NumIgnoreFirstCols = 3
filename = "testme2.csv"

ifile = open(filename, 'r')
reader = csv.reader(ifile)
header1 = next(reader)
numcols = len(header1)
#Find number of cols for usecol in genfromtxt
print("numcols", numcols)
ifile.close()

print(range(NumIgnoreFirstCols, numcols))

aMatrix = np.genfromtxt(filename, skip_header=1, delimiter=',', usecols=range(NumIgnoreFirstCols,numcols), dtype=int)

print aMatrix

normalizedMatrix = np.where(aMatrix<0, 0, aMatrix)
print(normalizedMatrix)

minValue = np.amin(normalizedMatrix)
maxValue = np.amax(normalizedMatrix)
print (minValue, maxValue)


Thanks again for all the help

Answer

With your sample, numpy genfromtxt works:

In [166]: np.genfromtxt('stack38627130.csv',names=True,delimiter=',',dtype=None)

Out[166]: 
array([(b'"Bob"', b' "Portland"', b' "OR"', 100000, 120000, 140000, 160000),
       (b'"Sally"', b' "Eugene"', b' "OR"', 50000, 75000, 80000, 90000),
       (b'"Peter"', b' "San Francisco"', b' "CA"', -1, -1, 440000, 500000)], 
      dtype=[('Name', 'S7'), ('City', 'S16'), ('State', 'S5'), ('199604', '<i4'), ('199605', '<i4'), ('199606', '<i4'), ('199607', '<i4')])
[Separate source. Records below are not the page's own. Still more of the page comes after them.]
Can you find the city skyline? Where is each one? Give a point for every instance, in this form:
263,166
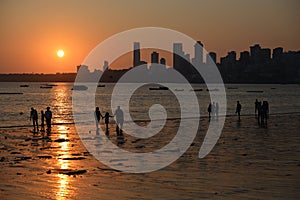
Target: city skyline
32,32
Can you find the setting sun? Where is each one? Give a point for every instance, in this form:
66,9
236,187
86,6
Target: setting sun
60,53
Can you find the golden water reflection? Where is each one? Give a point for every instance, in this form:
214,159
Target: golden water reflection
63,180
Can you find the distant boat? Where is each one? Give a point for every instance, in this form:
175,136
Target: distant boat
80,87
255,91
159,88
197,90
212,90
232,88
46,87
52,85
8,93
This is a 1d structured array; you access columns by field name (here derived from your header line)

In [167]: data=_
In [168]: data['199604']
Out[168]: array([100000,  50000,     -1])
In [169]: data['199607']
Out[169]: array([160000,  90000, 500000])

The missing fields are filled with -1. I think that can be changed.

There are other parameters for setting field names if you don't like the deduced ones.

Read can be restricted to the numeric columns; different fill depending on the dtype.

In [171]: np.genfromtxt('stack38627130.csv',skip_header=1,delimiter=',',usecols=
     ...: [3,4,5,6])
Out[171]: 
array([[ 100000.,  120000.,  140000.,  160000.],
       [  50000.,   75000.,   80000.,   90000.],
       [     nan,      nan,  440000.,  500000.]])
In [172]: np.genfromtxt('stack38627130.csv',skip_header=1,delimiter=',',usecols=
     ...: [3,4,5,6],dtype=int)
Out[172]: 
array([[100000, 120000, 140000, 160000],
       [ 50000,  75000,  80000,  90000],
       [    -1,     -1, 440000, 500000]])

Now we get a 2d array.

I believe pandas handles missing fields better, but as long as those fields are marked with the delimiter, genfromtxt shouldn't have problems.

genfromtxt roughly does:

result = []
for row in reader:
    data = row[3:]
    data = [float(x) for x in data]
    result.append(data)
result = np.array(result)

np.array can do the float conversion if all the strings convert properly; it does not handle the empty ones or nan. Generally collecting a list of values is better than repeated vstack (or concatenates).